There has been previous questions (here, here and here) related to my question, however my question has a different aspect to it, which I have not seen in any of the previously asked questions.

I have acquired a dataset for my research using Kinect Depth sensor. This dataset is in the format of .png images for both depth and rgb stream at a specific instant. To give you more idea below are the frames:

RGB Image

Depth Image

EDIT: I am adding the edge detection output here.

Sobel Edge detection output for:

  1. RGB Image Edge RGB

  2. Depth Image Edge Depth

Now what I am trying to do is align these two frames to give me a combined RGBZ image.

I do not have knowledge of the underlying camera characteristics or the distance between both rgb and infrared sensors.

Is there a method which can be applied to match the RGB values to the corresponding Z values?

One of the ideas I have is to use edges in both images and try to match them.

2
How come all the questions you mentioned not helping you solve this problem?Shai
All the solutions previously provided are using inbuilt OpenNI functions to align the data, 'g_depth.GetAlternativeViewPointCap().SetViewPoint(g_image)'. What I am trying to achieve here is to write a similar function but not using the camera characteristics.masad

2 Answers

4
votes

This is for those of you who are experiencing the same problem. I thought it might help to share what I have found out.

As notified by Bill, camera calibration is the best solution to this problem.

However I found out that, using homographies and epipolar lines both the images can be aligned. This requires atleast 8 matching features in both images. This is a difficult problem when dealing with depth images.

There have been several attempts to calibrate these images which can be found here and here both require a calibration pattern to calibrate. What I was trying to achieve was to align already captured depth and rgb images, which can be done given I calibrate parameters from the same kinect sensor which I used to record.

I have found that the best way to get around this problem is to align both the images using built in library function in OpenNI and Kinect SDK.

1
votes

In general what you are trying to do from a pair of RGB and Depth images is non-trivial and ill-defined. As humans we recognise the arm in the RGB image, and are able to relate it to the area of the depth image closer to the camera. However, a computer has no prior knowledge about which parts of the RGB image it expects to correspond to which parts of the depth image.

The reason most algorithms for such alignment use camera calibration is that this process allows this ill-posed problem to become well-posed.

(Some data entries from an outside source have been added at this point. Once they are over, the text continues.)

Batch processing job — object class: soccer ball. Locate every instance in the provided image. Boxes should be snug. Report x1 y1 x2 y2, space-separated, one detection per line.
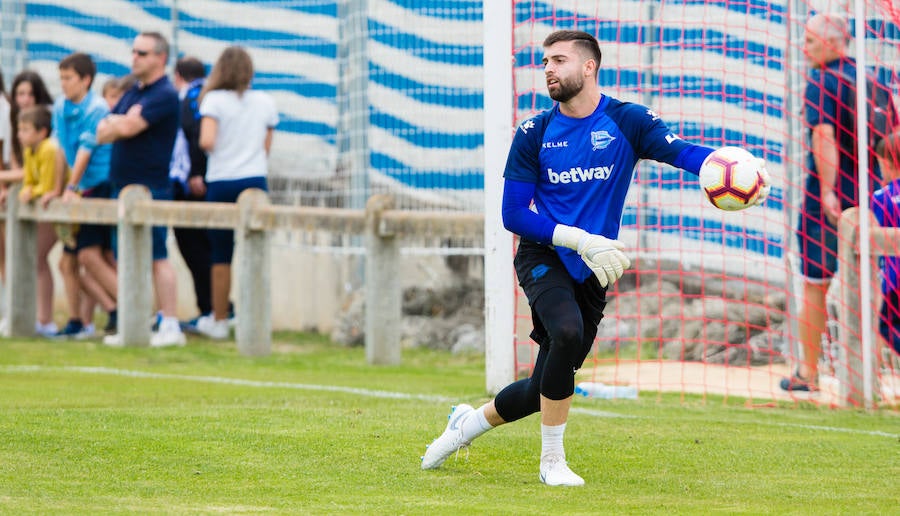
700 147 765 211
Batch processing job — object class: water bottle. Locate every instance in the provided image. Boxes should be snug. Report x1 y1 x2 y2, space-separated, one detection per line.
575 382 637 400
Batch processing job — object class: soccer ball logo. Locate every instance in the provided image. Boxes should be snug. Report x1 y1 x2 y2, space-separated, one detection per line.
700 147 765 211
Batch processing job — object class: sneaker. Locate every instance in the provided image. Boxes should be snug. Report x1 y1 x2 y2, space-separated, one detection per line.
780 372 819 392
73 323 97 340
180 313 212 334
541 455 584 486
103 310 119 335
422 403 475 469
197 315 231 340
103 333 125 348
53 319 84 339
150 317 187 348
34 321 59 338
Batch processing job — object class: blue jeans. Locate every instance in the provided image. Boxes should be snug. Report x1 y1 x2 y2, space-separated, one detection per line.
206 176 269 265
111 184 172 261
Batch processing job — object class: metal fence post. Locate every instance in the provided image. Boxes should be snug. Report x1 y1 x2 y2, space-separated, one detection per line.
4 184 37 337
235 188 272 356
365 195 403 365
116 185 153 347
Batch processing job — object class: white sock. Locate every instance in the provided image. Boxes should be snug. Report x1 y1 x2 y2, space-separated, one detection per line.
462 406 494 441
541 423 566 459
159 317 181 333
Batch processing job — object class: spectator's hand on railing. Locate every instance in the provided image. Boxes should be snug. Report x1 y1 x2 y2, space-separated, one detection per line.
822 190 841 227
188 176 206 197
62 188 81 202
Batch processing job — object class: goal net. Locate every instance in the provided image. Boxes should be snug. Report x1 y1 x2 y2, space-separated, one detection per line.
500 0 900 412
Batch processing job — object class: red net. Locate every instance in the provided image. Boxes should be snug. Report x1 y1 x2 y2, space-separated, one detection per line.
513 0 900 412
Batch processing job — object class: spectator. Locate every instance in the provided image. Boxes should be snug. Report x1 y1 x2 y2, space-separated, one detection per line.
17 105 59 337
197 47 278 339
0 70 12 170
169 57 212 330
97 32 185 347
0 70 53 290
872 133 900 354
101 74 135 110
781 14 896 391
53 53 117 338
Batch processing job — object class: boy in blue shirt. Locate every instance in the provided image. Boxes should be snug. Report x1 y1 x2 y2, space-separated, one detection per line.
53 52 116 338
872 133 900 353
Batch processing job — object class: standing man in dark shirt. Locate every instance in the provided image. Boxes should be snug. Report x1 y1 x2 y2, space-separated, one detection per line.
97 32 185 347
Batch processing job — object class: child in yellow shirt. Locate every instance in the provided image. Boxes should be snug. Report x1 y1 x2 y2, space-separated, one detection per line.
17 106 62 337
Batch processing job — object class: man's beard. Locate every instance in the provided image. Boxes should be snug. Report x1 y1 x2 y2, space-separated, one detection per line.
550 75 584 102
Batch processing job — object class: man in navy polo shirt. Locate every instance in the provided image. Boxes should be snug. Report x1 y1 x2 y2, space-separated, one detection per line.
97 32 185 347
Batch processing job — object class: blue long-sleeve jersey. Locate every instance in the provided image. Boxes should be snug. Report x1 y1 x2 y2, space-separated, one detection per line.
502 95 713 282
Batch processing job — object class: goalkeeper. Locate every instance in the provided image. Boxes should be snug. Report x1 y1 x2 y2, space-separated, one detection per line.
422 30 768 486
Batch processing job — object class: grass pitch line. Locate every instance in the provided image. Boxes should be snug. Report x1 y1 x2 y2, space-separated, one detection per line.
0 365 900 439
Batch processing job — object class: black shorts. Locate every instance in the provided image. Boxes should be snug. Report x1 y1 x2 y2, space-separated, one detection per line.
878 290 900 353
513 239 606 356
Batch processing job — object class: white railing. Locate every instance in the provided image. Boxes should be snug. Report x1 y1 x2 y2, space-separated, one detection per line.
834 208 900 407
5 185 484 364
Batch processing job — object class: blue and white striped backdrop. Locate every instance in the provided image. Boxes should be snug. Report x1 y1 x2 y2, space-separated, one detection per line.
12 0 898 276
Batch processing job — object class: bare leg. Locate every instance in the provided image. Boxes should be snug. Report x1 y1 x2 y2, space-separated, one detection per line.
59 252 84 322
78 246 119 302
37 222 56 324
799 281 828 385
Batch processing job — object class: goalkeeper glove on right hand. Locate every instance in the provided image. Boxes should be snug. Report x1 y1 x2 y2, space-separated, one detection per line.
553 224 631 287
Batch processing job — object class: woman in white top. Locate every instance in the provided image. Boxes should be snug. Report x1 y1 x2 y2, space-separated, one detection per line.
197 47 278 339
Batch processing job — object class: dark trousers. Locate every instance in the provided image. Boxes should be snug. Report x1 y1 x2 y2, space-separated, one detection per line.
173 181 212 315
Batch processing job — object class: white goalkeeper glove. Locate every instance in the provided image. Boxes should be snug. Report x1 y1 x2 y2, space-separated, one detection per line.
553 224 631 287
754 158 772 206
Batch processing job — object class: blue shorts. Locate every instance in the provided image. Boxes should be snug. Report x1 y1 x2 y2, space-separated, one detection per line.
206 176 269 265
878 290 900 354
797 213 837 281
112 184 172 261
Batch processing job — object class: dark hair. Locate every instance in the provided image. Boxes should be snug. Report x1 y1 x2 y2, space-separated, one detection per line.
175 56 206 82
59 52 97 88
19 104 53 135
138 31 169 57
9 70 53 165
200 47 253 97
875 132 900 168
544 30 603 76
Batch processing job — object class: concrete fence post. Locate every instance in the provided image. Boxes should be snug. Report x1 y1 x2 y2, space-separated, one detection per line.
235 188 272 356
365 195 403 365
835 208 881 407
116 185 153 347
3 184 37 337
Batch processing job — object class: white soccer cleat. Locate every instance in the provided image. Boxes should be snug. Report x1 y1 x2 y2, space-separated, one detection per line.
541 455 584 486
422 403 475 469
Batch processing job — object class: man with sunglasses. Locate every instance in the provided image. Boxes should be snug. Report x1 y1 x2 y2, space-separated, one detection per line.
97 32 185 347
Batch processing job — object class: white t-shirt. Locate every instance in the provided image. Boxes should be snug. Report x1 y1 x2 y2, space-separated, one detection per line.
0 95 12 167
200 89 278 181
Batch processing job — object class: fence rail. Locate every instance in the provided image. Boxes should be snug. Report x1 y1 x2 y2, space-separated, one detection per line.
5 185 484 364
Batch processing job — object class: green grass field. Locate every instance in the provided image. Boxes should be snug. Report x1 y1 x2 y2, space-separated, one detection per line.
0 334 900 515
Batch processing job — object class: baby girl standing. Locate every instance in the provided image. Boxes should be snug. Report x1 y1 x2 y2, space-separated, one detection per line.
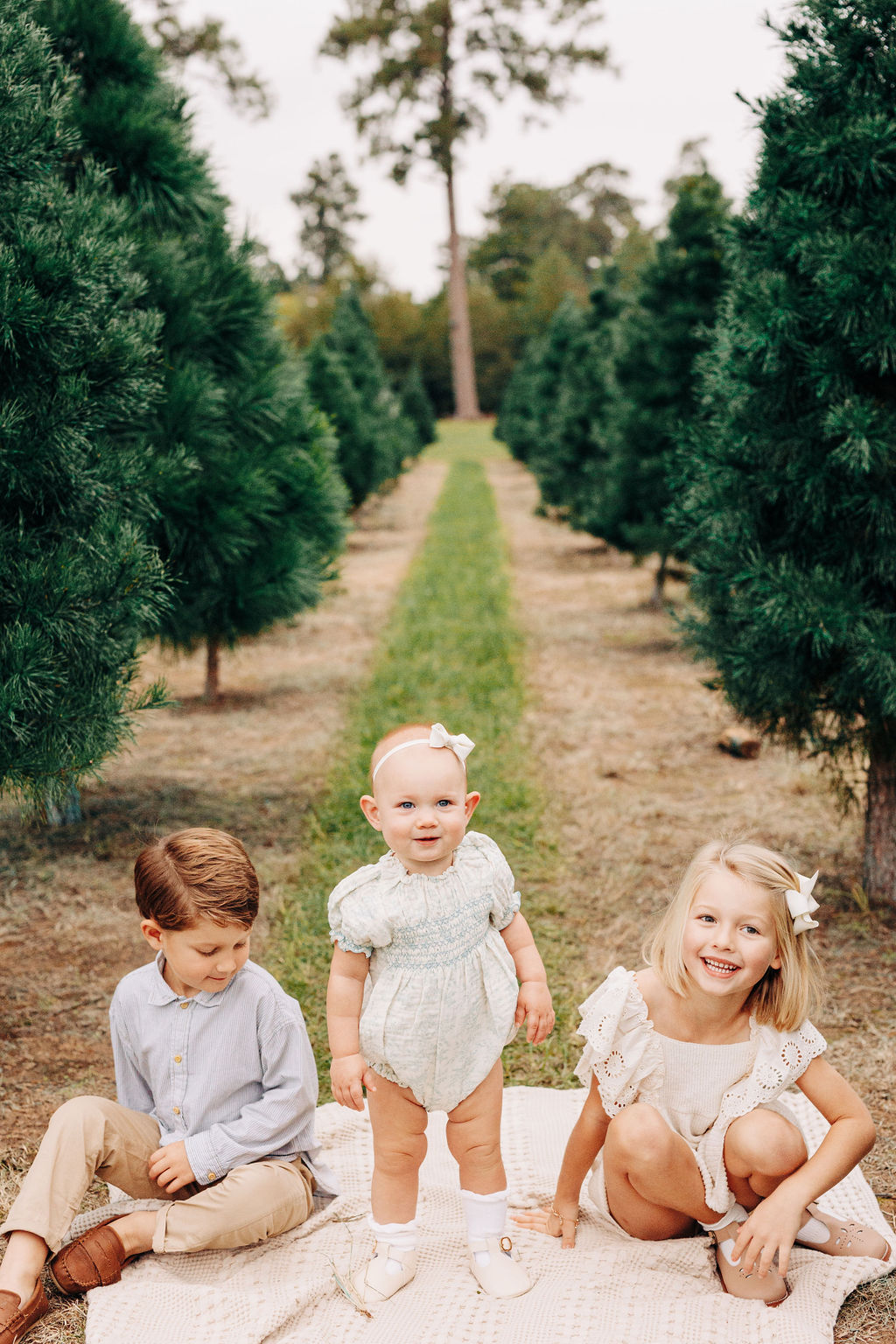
326 723 554 1304
516 842 891 1306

However, there may still be ways to find the correspondences, particularly if you have lots of image pairs from the same Kinect. You then need only search for one set of transformation parameters. I don't know of any existing algorithms to do this, but as you note in your question you may find something like doing edge detection on both images and trying to align the edge images a good place to start.

Finally, note that when objects get close to the Kinect the correspondence between RGB and depth images can become poor, even after the images have been calibrated. You can see some of this effect in your images - the 'shadow' that the hand makes in your example depth image is somewhat indicative of this.